Clarence DeMar Marathon
Keene, New Hampshire
Sunday, September 30, 2007
Pace: 6:59 min/mile
10th Place Overall
7th Place Age Group M01-39
1st Half: 1:31:45
2nd Half: 1:31:17
Splits at end.
On a crisp, clear early fall morning, with temperatures dipping into the thirties and a sun intent on sleeping in a bit longer, I toed the starting line of the Clarence DeMar Marathon, my 32nd marathon and 13th in 13 months. Perhaps more importantly, the marathon was also to be the completion of a goal set back many years ago. Only, as I lined up in sleepy Gilsum, NH for the start of this point-to-point race ending 26.2 miles later in downtown Keene, I hadn’t realized how satisfying it would be to achieve a goal stuck in my mind since 1995.
With a downhill start over the first two miles, where I ran at an effort much less than my actual splits would otherwise say (7:14, 7:20), I settled into a comfortable pace with a few other runners.
By Mile 3 (7:15), I was deep in conversation with a guy doing Ironman Germany next year. As we swapped stories of Iron, I couldn’t help but notice that every time the road smoothed long and narrow for a glimpse far ahead, there was only a group of, maybe, 25 runners sitting farther behind the race leaders, both of which were in a category unto themselves.

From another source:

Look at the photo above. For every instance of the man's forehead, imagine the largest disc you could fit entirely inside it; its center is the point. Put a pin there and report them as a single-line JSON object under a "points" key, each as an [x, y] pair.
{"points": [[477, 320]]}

Up a hill, down a long gradual, and up and down some more, Mile 4 (7:24) grew uncomfortable not for the pace or terrain but rather the constant distraction that there were so few runners ahead of me.
To this point, I didn’t have a time goal coming into this event. The goal, if anything, was to finish the 26.2 miles with a smile on my face and an experience to keep me motivated through the remainder of my training for my upcoming November triathlon in Clearwater, Florida.

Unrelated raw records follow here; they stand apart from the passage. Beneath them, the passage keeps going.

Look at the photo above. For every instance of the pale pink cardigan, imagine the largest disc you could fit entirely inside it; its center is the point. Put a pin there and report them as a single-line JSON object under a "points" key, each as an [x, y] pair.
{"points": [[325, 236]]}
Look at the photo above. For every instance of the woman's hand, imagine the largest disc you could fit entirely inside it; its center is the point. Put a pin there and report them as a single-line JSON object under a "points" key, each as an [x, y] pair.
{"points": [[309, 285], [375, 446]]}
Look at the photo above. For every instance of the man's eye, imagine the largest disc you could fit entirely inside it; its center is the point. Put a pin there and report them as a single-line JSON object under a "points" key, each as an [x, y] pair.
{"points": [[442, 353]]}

In my book this wasn’t even a race. I had a hard training week the week before, including midweek hill work on the run and an all-day Tear Down the Walls (Wallpaper) Love Fest at my new house the day before. Pace didn’t matter. This wasn’t to say I wanted to go easy, or hard, or keep pace at a set metric; rather it was that I wanted to get out and breath the air doing the one thing I love to do most, and do it on a course painted with the brilliant oranges and reds of fall. I would let the rest of the day come to me. Come it did.
The lure of the open road ahead, where only a trace few runners flew, drew me in for a race ahead. Mile 5 (6:45) lulled me into the thrill of running out near front, and although I wasn’t near front yet, it drew out the Stallion in my legs for the race that was to come.

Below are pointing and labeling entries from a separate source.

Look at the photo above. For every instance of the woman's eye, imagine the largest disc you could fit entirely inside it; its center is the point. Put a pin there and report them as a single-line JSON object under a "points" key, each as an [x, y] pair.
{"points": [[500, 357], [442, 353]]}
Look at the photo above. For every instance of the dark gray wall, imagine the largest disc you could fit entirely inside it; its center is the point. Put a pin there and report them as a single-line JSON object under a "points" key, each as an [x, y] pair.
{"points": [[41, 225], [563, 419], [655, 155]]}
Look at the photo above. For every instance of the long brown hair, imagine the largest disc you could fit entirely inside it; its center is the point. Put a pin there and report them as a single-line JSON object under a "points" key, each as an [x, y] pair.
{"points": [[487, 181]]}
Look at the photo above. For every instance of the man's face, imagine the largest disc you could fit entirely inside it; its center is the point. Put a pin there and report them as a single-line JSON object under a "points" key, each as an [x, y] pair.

First action was to catch the pack of runners several hundred yards ahead. I closed the gap quickly with a blazing Mile 6 (6:30). My calculated reward for catching up was business I had behind a bush – I had to go, nature was calling, and I knew it would be best to close the gap, then go, rather than go right away and be faced with double the gap to close, something that might seem too daunting. At Mile 7 (7:49), I found my secret hideout and, as expected, another large gap opened between the pack. I was hopeful I’d get them in a mile.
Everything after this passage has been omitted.